Станислав Токарев - Плоть и кровь моя
Неприязнь к дочери с новой силой вспыхнула в нём на следующий день. Команда победила, и Оксана как ни в чём не бывало побежала — чистая, причёсанная, подмазанная, — к багровым и потным, растрёпанным после финала девчонкам, переплелась с ними в объятиях так, что непонятно, кто где, одни белые спины колетов да ноги, подпрыгивающие от ликования. И на пьедестал помчалась с ними, со всей оравой, только те вскарабкались на него чугунными ногами, а она — вспорхнула. Ей, ничего не поделаешь, медаль была тоже положена — выдавали пять медалей на всю команду.
Он не стал препятствовать тому, что Оксану Маковкину представили к званию заслуженного мастера спорта. Во-первых, не одну её представили, а трёх спортсменок — у двух это звание уже было. Во-вторых, если бы тогда он её вычеркнул, потребовалось бы объяснять причину. И, следовательно, признать свою ошибку: за то, что спортсменка попала в состав и в дальнейшем, как принято выражаться, «не проявила морально-волевых качеств», отвечал он, руководитель. Признав же ошибку, он неизбежно заронил бы в тех, кто наверху, подозрение, что товарищ Маковкин способен предпочесть интересам дела личные интересы. Между тем рисковать собой означало рисковать именно делом — он себя от дела не отделял. И он смолчал, и дочь стала незаслуженно заслуженной.
…Но дурное настроение, считал Игорь Васильевич, долго держится у тех, кто не работает, а в зубах ковыряет. У него же один за другим следовали вызовы к начальству, наиважнейшие телефонные звонки со всех концов страны и прочее, и только когда новая секретарша, чёрт её дери, трясогузка, приятельская дочка, недобравшая баллов в киноинститут, сунула в дверь анемичный носик: «Извините, я могу идти?», он спохватился:
— Седьмой час? Батюшки! Конечно, Мариночка, конечно, да, отцу не забудь передать от меня привет!
Дома вместо ужина на столе Игорь Васильевич обнаружил небольшой кавардак и дам в дорожных одеждах. Когда он предъявил весёлые претензии — возвращаешься, видите ли, с охоты, волочёшь убитого мамонта, а в родной пещере никто даже не почесался добыть огонь трением, очаг разжечь, что за дела?
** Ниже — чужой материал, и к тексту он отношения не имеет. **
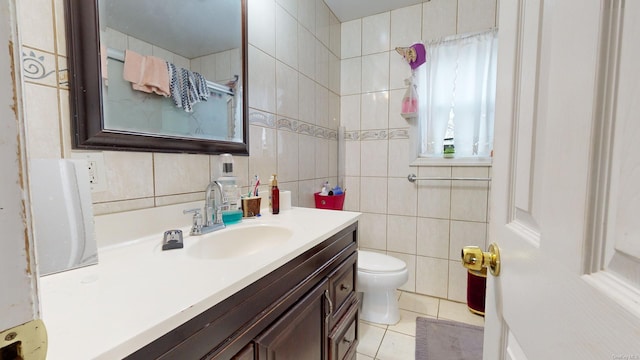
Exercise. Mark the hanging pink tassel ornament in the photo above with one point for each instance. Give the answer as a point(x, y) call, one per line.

Ксюша шутку не приняла:
— Па-а! Не делай, пожалуйста, вид, что забыл! Сегодня же пятница.
— Ах, да конечно! Интеллигентные люди в пятницу не ужинают.
— Ну, пап, с тобой невозможно! Договорились же пораньше ехать на дачу. Серёжка ведь ждёт, он уж, наверное, там.
Договорились так договорились. На дачу так на дачу. Игорь Васильевич в домашнем быту следовал мудрому правилу не принципиальничать по мелочам. Хотя лучше бы не видеть, век не видеть этого Серёжку с его затеей, с камином этим.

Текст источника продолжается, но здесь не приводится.